In a cashierless store, customers scan a smartphone app to enter, then cameras and sensors track what they remove from shelves. The retailer bills the customer using credit or debit cards on file.
In a cashierless store, customers scan a smartphone app to enter, then cameras and sensors track what they remove from shelves. The retailer bills the customer using credit or debit cards on file.
Image: Shoprite/Supplied

Some consumers have threatened to boycott Checkers after the group announced the launch of its cashierless trial store on Wednesday.

Among the dominant concerns and complaints about the pilot store is the potential loss of employment for those who work for the retailer, should it decide to adopt the concept at stores countrywide. 

The strategy seeks to provide a more convenient shopping experience for customers and to monitor their behaviour using technology. 

The trial store is operating from Cape Town, where only 40 items are available to purchase.
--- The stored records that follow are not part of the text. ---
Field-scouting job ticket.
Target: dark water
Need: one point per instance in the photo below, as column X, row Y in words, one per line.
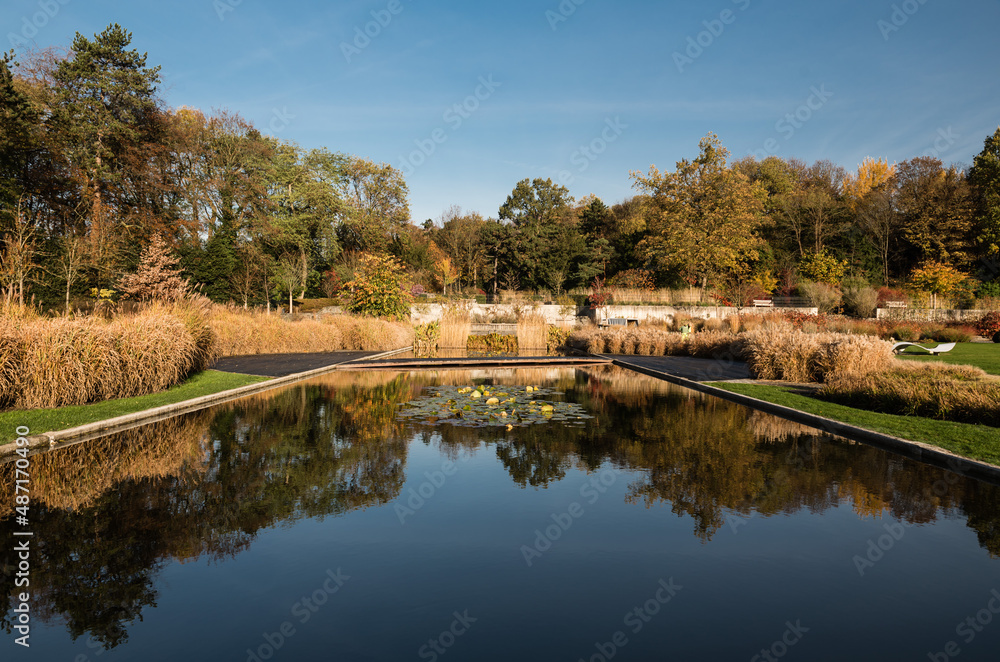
column 313, row 524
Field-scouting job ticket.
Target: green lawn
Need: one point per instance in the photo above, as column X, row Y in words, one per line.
column 974, row 441
column 984, row 355
column 47, row 420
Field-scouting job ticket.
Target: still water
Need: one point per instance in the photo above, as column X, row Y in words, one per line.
column 649, row 523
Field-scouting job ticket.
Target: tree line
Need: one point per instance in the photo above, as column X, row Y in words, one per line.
column 94, row 168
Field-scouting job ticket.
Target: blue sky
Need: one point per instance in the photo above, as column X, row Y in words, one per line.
column 582, row 91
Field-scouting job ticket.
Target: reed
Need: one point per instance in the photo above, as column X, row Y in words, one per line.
column 456, row 325
column 532, row 332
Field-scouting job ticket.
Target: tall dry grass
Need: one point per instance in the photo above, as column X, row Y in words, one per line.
column 774, row 351
column 532, row 332
column 456, row 326
column 65, row 361
column 46, row 362
column 779, row 352
column 964, row 394
column 239, row 333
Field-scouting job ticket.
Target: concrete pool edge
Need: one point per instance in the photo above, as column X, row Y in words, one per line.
column 914, row 450
column 82, row 433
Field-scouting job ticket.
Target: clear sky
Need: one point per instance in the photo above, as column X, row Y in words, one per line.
column 468, row 98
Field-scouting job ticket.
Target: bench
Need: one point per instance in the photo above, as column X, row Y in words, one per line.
column 940, row 349
column 621, row 321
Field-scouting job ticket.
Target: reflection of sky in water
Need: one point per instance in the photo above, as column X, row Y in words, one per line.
column 221, row 527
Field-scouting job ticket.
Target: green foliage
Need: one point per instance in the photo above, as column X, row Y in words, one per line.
column 378, row 289
column 822, row 268
column 985, row 178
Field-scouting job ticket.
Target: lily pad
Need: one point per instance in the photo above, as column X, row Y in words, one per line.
column 527, row 406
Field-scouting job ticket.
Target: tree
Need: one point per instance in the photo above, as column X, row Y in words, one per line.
column 872, row 175
column 69, row 266
column 105, row 106
column 937, row 210
column 20, row 252
column 984, row 175
column 535, row 202
column 703, row 219
column 157, row 277
column 375, row 204
column 937, row 278
column 288, row 274
column 377, row 289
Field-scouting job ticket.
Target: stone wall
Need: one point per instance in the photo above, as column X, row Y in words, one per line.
column 930, row 314
column 567, row 315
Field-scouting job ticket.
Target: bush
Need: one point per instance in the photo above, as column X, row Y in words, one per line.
column 821, row 295
column 988, row 324
column 860, row 300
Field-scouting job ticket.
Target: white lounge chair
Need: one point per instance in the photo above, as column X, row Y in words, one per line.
column 946, row 347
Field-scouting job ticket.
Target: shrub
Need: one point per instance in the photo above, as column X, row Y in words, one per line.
column 859, row 298
column 823, row 296
column 988, row 324
column 378, row 289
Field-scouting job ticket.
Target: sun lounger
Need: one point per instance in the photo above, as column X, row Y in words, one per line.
column 946, row 347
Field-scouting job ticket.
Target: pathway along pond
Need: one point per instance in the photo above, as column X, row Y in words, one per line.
column 351, row 518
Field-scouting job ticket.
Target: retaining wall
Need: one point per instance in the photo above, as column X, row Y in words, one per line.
column 929, row 314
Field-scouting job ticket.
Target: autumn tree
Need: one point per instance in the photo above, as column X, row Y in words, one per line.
column 378, row 289
column 376, row 206
column 704, row 218
column 157, row 277
column 937, row 212
column 937, row 278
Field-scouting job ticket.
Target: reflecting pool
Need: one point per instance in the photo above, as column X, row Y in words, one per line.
column 395, row 516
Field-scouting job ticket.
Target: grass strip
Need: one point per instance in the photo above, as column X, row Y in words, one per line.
column 40, row 421
column 983, row 355
column 978, row 442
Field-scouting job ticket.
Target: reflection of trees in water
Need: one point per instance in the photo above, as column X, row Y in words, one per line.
column 710, row 459
column 108, row 514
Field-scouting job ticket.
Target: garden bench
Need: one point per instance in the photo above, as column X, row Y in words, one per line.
column 900, row 346
column 621, row 321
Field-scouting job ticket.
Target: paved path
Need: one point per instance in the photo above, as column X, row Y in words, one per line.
column 280, row 365
column 688, row 367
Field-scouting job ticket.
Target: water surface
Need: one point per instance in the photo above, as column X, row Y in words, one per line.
column 316, row 524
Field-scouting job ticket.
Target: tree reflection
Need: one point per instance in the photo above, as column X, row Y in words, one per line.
column 110, row 513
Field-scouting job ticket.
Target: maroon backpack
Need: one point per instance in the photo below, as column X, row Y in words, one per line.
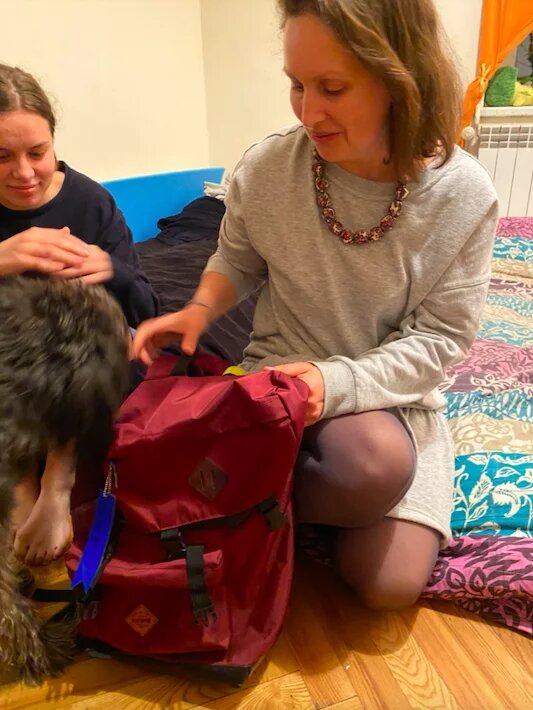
column 189, row 556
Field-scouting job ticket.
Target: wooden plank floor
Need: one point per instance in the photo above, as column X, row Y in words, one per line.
column 332, row 654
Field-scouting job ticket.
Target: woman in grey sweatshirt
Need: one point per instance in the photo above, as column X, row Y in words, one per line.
column 372, row 234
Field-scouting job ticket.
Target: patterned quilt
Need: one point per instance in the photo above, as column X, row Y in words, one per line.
column 488, row 567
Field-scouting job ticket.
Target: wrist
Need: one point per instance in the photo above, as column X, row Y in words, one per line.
column 199, row 302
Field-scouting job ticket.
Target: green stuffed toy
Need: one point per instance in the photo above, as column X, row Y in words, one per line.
column 504, row 89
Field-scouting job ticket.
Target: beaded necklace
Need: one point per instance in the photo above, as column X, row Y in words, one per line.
column 328, row 214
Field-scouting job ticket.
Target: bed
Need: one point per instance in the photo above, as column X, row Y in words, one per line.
column 488, row 566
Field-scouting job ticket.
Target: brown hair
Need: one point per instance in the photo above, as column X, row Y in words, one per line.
column 20, row 91
column 401, row 42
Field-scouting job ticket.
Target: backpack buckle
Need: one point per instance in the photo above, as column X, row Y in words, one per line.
column 172, row 541
column 270, row 510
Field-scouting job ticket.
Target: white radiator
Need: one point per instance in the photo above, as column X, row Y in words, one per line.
column 506, row 150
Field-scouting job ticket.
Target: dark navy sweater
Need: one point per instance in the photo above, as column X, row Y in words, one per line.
column 90, row 212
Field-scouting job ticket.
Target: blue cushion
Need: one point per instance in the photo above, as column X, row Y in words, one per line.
column 145, row 199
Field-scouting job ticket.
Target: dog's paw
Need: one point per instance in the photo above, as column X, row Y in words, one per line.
column 47, row 533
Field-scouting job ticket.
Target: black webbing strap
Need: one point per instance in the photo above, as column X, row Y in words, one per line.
column 203, row 610
column 182, row 365
column 54, row 595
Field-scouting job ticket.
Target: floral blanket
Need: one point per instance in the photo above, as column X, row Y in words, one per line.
column 488, row 566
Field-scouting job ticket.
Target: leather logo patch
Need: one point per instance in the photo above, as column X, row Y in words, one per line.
column 141, row 620
column 208, row 479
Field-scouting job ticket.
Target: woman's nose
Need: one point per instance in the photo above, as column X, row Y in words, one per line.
column 23, row 169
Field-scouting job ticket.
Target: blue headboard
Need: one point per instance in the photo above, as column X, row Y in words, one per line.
column 145, row 199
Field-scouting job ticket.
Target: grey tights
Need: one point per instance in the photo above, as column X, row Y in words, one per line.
column 351, row 471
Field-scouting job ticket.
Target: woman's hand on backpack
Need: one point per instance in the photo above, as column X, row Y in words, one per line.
column 47, row 251
column 311, row 375
column 186, row 326
column 97, row 267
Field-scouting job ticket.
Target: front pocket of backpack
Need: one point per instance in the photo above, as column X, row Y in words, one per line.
column 147, row 608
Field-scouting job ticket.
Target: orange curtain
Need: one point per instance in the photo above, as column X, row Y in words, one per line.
column 504, row 24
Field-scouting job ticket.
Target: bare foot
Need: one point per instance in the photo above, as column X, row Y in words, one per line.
column 47, row 532
column 26, row 494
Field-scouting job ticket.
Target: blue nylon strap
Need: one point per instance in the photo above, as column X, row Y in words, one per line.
column 95, row 549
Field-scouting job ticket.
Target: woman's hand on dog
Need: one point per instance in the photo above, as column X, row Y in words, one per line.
column 186, row 326
column 39, row 249
column 96, row 268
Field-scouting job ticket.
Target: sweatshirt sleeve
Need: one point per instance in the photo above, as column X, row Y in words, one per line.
column 236, row 257
column 411, row 362
column 129, row 285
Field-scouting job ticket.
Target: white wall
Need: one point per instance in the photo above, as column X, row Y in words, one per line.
column 128, row 75
column 153, row 85
column 247, row 93
column 462, row 20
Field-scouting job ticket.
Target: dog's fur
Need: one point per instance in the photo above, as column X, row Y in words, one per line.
column 63, row 374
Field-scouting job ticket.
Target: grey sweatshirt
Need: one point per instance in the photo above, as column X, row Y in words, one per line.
column 382, row 320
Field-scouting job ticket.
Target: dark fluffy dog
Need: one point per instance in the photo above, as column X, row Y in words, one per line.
column 63, row 374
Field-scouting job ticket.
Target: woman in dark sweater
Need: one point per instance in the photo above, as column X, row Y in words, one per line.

The cashierless store allows customers to scan their smartphone app to enter, while cameras monitor the items they will pick up from the shelves. 

There were some positive comments from readers who welcomed the convenience it would provide to shoppers, while others said the change was not a surprise as SA is moving towards the fourth Industrial Revolution (4IR).

But most who responded to the reports were unimpressed by the concept, claiming it may have come too early for SA, which has an official unemployment rate of 32.6%, according to Stats SA.

Others have gone as far as threatening to boycott the retailer if it rolls out the cashierless stores. 

Any comment from Checkers on the criticism will be included once received.

Shannon Moffett wrote: “Shocking that they would consider this with such high unemployment. It won't stop there.”

Matome Moremi also echoed concerns about unemployment and called for government intervention. “Can the government stop this shop from introducing this nonsensical idea, as it will just make the unemployment worse,” Moremi wrote. 

Shanta Nair wrote: “This is not right for SA. The unemployment rate is too high and this will negatively impact too many families who rely on a cashier's salary. I definitely will not shop at any place that doesn't give me the option of a friendly cashier.”

For Maisha Bopape, technology takeover is unavoidable. He said South Africans must start their own businesses: “This is a wake-up call for all of us who depend on other people for work that we must start small businesses because technology is taking over and nothing is going to stop it.”